Distributions by logic gate of gate-consistent human regulatory triples associated with AML-related TFs.
The bar color represents-log10(hyper-geometric enrichment p-value) (Materials and Methods). A—The triplets in which RF1 is MYC, RF2 is chosen from other human TFs, and T is a common target. The two most enriched logic gates are “T = RF1” (133 triplets, hyper-geometric test p(133, 2153, 1110, 50865)< 4.3*10-27) and “T = RF1+RF2 (OR)” (211 triplets, hyper-geometric test p(211, 2153, 2505, 50865)< 1.1*10-21), which supports the finding that MYC is a universally amplifier for its target expression; B—the triplets in which RF1 is chosen from AML-related TFs, RF2 is chosen from TFs not relating to AML, and T is a common target as shown in top, and the triplets in which both RF1 and RF2 are chosen from TFs not relating to AML, and T is a common target as shown in bottom. “T = RF1” and “T = ~RF1” are the two most enriched matched logic gates when RF1 is AML-related TF, which implies that AML-related TFs dominate the regulation of their target expression.
Fig 6.
Promoter motifs for AND-consistent yeast triplets with directly and indirectly bound TFs.

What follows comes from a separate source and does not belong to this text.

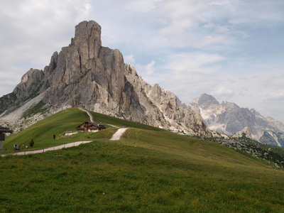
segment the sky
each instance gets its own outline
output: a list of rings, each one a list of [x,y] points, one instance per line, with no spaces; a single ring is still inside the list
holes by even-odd
[[[2,0],[0,97],[94,20],[150,84],[203,93],[284,121],[283,0]]]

We present two example yeast triplets, (RF1 is the TF YEL009C, RF2 is the TF YER040W, T is the gene YDL066W) at top and (RF1 is the TF YNL216W, RF2 is the TF YNL167C, T is the gene YHR033W) at bottom, both of which are consistent with the AND gate by Loregic. Both TFs in the top triplet have motifs in the target promoter region, but only one TF, YNL216W, in the bottom triplet has a motif in the target promoter region. The other TF, YNL167C, cooperates with YNL216W in an AND logical relation via protein-protein interaction.
Fig 7.
Depiction of two logic circuit regulatory pathways targeting PPIL2.

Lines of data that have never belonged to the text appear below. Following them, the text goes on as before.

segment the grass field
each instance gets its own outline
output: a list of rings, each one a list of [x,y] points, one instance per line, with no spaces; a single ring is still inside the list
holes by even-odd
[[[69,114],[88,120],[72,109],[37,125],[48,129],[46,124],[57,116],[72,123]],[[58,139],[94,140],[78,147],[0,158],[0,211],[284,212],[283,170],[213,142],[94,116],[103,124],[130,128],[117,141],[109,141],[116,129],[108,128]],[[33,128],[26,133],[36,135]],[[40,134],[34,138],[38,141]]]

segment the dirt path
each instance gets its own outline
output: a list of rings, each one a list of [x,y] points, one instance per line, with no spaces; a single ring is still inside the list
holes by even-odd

Two logic circuit regulatory pathways targeting the PPIL2 gene, an important cyclophilin member in immunological suppression, are found by Loregic: 1: PPIL2 is co-regulated by HDAC2 and SP1 forming the triplet of (RF1 is HDAC2, RF2 is SP1, T is PPIL2), which is consistent with the “T = ~RF1+RF2” gate (the ORN gate[22]), and SP1 is co-regulated by EGR1 and NFYA forming the triplet of (RF1 is EGR1, RF2 is NFYA, T is SP1), which is consistent with the “T = ~RF1*~RF2 (the NAND gate); 2: PPIL2 is also co-regulated by BRF1 and NFE2 forming the triplet of (RF1 is BRF1, RF2 is NFE2, T is PPIL2), which is consistent with OR gate, and NFE2 is co-regulated by TAL1 and GATA2 forming the triplet of (RF1 is TAL1, RF2 is GATA2, T is NFE2), which is also consistent with OR gate. We replace the triplets on these pathways using matched logic gates, and depict the pathways using logic circuits to summarize the regulatory logics targeting PPIL2 at the pathway level.